Case Study II

Case Study II

Please be sure you've reviewed the instructions and understand how to exchange with your partner and submit a complete case study. According to our schedule, Case Study II is due Thursday, April 1st, by midnight at the latest. Please be reliable, not for my sake, but for the sake of your partner. Well, and honestly, for your own sake as well.

Notice that everyone applied Classical Utilitarianism (= Eudaimonic Act Utilitarianism) in Case Study I, so no one may use the theory on this case. Further, we found decisive arguments in I that Cultural Ethical Relative, Simple Ethical Subjective, Divine Command Theory, and Natural Law Theory cannot yield defensible analyses, so no one may use any of those theories on the case below, either.

That still leaves a rich collection of theories for application to the case below: Any of the rule-utilitarian theories, most of the act-utilitarian theories, and Kantian Ethical Theory.

For this case study, get together with your partner and decide which of you will apply Kantian Ethical Theory and which of you will select and apply one of the available utilitarian theories to answer the question following the case below. Note in thinking about which theory to apply that Kantian Ethical Theory and whichever of the utilitarian theories may entail the same conclusions regarding the case, or the may not. What they clearly will not do is provide the same grounds (reasons) for the conclusion so drawn.

The Death Algorithm*

In May, 2018, Google's Medical Brain team published a paper in Nature announcing a new health care initiative, an Artificial Intelligence algorithm designed to predict patient outcomes, duration of hospitalization, even the likelihood of death during hospitalization. A great deal of attention is being paid to mortality statistics, or the death algorithm, which has been used in two instances. In the first case, at Hospital A, the algorithm was 95 percent accurate in predicting death; in the second case, at Hospital B, it was 93 percent accurate. In both of these cases, the AI algorithm preformed significantly better than the more traditional models or techniques of predicting patient outcomes.

Google researchers believe the algorithm will reduce health care cost, increase patient-physician face time, and reduce the burden of current data systems which rely heavily on cumbersome and labor-intensive data mining techniques. The AI algorithm is based on very large amounts of anonymous patient data (one previous algorithm used forty-six billion pieces of data), for which use patients and hospitals had consented and approved. Proper safeguards or data security, privacy, and various other HIPPA concerns are a major issue, especially in light of data privacy concerns with companies in the past such as Facebook.

This technology may also be exciting for health insurance companies. Insurance companies love data because it allows them to better estimate the cost of covering an individual. The AI algorithm is the first of its kind due the large amount of data it uses, and promises to become one of the most effective tools for predicting health care cost and outcomes.

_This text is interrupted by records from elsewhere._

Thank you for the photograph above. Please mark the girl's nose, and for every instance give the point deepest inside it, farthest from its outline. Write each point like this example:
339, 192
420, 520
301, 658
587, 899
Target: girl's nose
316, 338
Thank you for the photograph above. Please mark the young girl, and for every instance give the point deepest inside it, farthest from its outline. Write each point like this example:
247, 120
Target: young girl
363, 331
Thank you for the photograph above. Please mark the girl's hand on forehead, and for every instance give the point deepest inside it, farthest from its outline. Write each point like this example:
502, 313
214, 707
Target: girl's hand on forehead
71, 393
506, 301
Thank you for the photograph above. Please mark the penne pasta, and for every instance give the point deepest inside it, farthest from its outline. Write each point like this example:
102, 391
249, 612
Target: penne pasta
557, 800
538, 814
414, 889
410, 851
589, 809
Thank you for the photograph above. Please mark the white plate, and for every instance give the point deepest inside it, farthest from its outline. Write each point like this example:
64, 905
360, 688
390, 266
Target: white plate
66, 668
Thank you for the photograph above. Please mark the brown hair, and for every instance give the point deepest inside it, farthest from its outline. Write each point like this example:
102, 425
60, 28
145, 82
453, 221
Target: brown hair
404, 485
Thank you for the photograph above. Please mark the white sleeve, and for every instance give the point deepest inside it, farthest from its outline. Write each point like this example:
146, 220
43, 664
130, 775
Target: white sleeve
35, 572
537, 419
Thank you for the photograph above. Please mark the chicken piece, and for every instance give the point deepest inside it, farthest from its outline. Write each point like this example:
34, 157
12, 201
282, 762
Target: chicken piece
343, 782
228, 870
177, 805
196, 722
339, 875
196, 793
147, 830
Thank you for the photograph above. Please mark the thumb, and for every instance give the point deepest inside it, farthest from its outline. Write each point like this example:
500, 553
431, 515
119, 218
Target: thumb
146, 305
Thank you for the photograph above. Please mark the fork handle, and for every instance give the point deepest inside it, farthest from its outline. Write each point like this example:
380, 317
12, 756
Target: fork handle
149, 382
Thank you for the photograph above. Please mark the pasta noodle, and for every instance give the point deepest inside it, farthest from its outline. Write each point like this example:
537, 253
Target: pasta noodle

There are, however, many unknowns. How will this new AI affect health insurance and patient treatment? Will health insurance companies have access to the data? How will accessibility and affordability of health insurance change if there is reason to believe an individual has increased risk factors for disease progression, hospitalization, or death? Will physicians still use due diligence for medical diagnoses or will they simply rely on the AI outcomes? What will happen when the algorithm and a physician disagree?

*From the 2019 National Ethics Bowl

Suppose the administrator of a chronically cash-strapped, under-resourced rural hospital wants to adopt the AI algorithm to help hospital administrators and medical staff make better decisions about (scarce) resource allocations. The AI would analyze patient records and diagnoses to 'grade' patients according to their likely mortality outcomes, as follows:

Grade AI Prognosis
A Excellent. Patient very likely (90% or better chance) to thrive with minimal medical intervention.
B Good. Patient likely (80% or better chance) to thrive given short-term, industry standard care.
C Acceptable. Patient has a 70% chance of surviving given sufficient in-patient and out-patient resources.
D Poor. Patient has at most a 60% chance of surviving and is likely to require long-term medical intervention and readmission.
F Very poor. Patient has less than a 50% chance of surviving regardless of medical intervention.
F- Extremely poor. Patient has less than a 40% chance of surviving and constitutes an exceptional and on-going drain on hospital resources with almost no likelihood of success.

 

According to the administrator's plan, patients the AI algorithm grades 'A', 'B', and 'C' are largely left to medical staff (physicians, nurses, physical therapists, counselors, etc.) and insurance company discretion in determining treatment plans.

However, the administrator's plan requires that treatment plans for patients whom the AI has graded as 'D', 'F', or 'F-' be automatically referred for review by a panel composed of hospital administration staff, insurance representatives, and a physician-representative to modify treatment plans or even veto treatment plans and reject the patient as un-salvageable. The patient's AI-Grade would be made available to the panel to help guide their deliberations.

Question: Is it morally right for the administrator to implement this plan?